At last he unfolded the letter and read: "My poor child, do not be anxious about me. I will be wise. God has punished me. I must not be selfish and keep you here. Go to Paris. Perhaps it will be better for you. Do not worry about me. I can manage somehow. The chief thing is that you should be happy. I kiss you. MOTHER.
"Write to me when you can."
Christophe sat down on his valise and wept.
* * * * *
The porter was shouting the train for Paris.

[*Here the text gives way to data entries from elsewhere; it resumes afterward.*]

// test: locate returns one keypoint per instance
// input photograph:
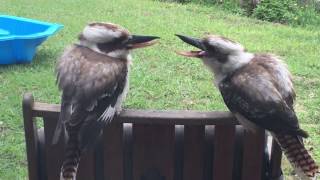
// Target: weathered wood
(224, 138)
(275, 161)
(253, 149)
(193, 152)
(53, 153)
(153, 150)
(238, 153)
(127, 151)
(144, 144)
(179, 152)
(31, 136)
(113, 152)
(154, 116)
(86, 169)
(208, 152)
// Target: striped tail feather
(298, 156)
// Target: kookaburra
(258, 90)
(93, 76)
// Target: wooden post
(31, 136)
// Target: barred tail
(298, 156)
(71, 159)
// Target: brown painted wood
(113, 152)
(253, 147)
(193, 152)
(208, 151)
(31, 136)
(152, 146)
(224, 139)
(182, 117)
(153, 150)
(276, 156)
(53, 153)
(86, 169)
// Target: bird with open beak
(93, 75)
(258, 90)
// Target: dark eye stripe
(117, 43)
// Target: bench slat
(153, 151)
(53, 153)
(193, 152)
(86, 169)
(253, 148)
(113, 152)
(224, 138)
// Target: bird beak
(137, 41)
(194, 42)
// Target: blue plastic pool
(19, 38)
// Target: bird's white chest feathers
(234, 62)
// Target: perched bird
(258, 90)
(93, 76)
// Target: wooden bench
(155, 145)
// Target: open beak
(194, 42)
(137, 41)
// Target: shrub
(276, 11)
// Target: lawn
(159, 79)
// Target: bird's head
(112, 39)
(220, 54)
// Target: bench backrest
(155, 145)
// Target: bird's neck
(235, 62)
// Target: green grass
(159, 79)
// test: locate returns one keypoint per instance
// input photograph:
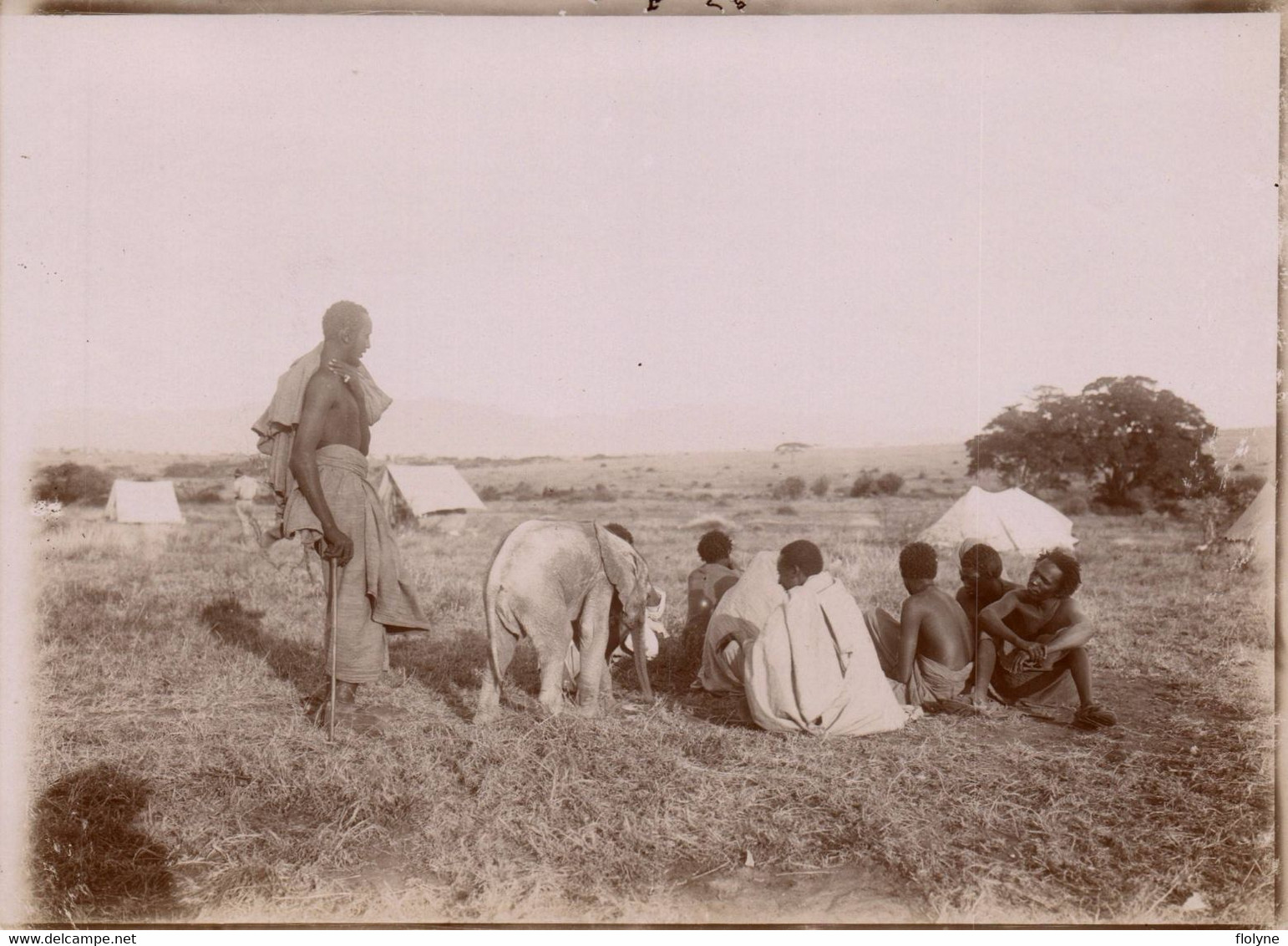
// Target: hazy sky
(903, 222)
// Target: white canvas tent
(152, 501)
(1256, 526)
(1009, 521)
(432, 496)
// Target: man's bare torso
(1038, 620)
(346, 420)
(946, 633)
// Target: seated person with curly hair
(928, 654)
(710, 580)
(1047, 636)
(981, 568)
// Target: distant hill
(447, 428)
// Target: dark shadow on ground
(89, 862)
(289, 660)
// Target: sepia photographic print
(652, 461)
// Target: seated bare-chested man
(710, 580)
(981, 568)
(1046, 633)
(928, 654)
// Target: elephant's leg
(594, 639)
(606, 684)
(489, 694)
(551, 650)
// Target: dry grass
(175, 777)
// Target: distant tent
(1256, 526)
(1009, 521)
(151, 501)
(430, 496)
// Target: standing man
(1047, 636)
(245, 489)
(332, 504)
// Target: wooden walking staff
(334, 620)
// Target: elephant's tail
(491, 601)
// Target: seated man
(813, 668)
(928, 654)
(737, 622)
(981, 580)
(1047, 637)
(708, 582)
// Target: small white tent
(1009, 521)
(1256, 526)
(151, 501)
(432, 496)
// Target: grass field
(174, 776)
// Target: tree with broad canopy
(1121, 433)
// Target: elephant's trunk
(641, 647)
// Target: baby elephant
(554, 582)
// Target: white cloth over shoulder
(737, 622)
(814, 669)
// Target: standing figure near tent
(325, 405)
(928, 654)
(1047, 636)
(245, 489)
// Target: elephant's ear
(625, 568)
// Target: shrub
(889, 484)
(1073, 504)
(863, 486)
(793, 487)
(205, 495)
(71, 482)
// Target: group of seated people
(793, 641)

The heavy train was slowing down with a terrific noise. Christophe dried his tears, got up and said:
"I must go."
He looked at the sky in the direction in which Paris must be. The sky, dark everywhere, was even darker there. It was like a dark chasm. Christophe's heart ached, but he said again:
"I must go."
He climbed into the train and leaning out of the window went on looking at the menacing horizon:
"O, Paris!" he thought, "Paris! Come to my aid! Save me! Save my thoughts!"
The thick fog grew denser still. Behind Christophe, above the country he was leaving, a little patch of sky, pale blue, large, like two eyes--like the eyes of Sabine--smiled sorrowfully through the heavy veil of clouds and then was gone. The train departed. Rain fell. Night fell.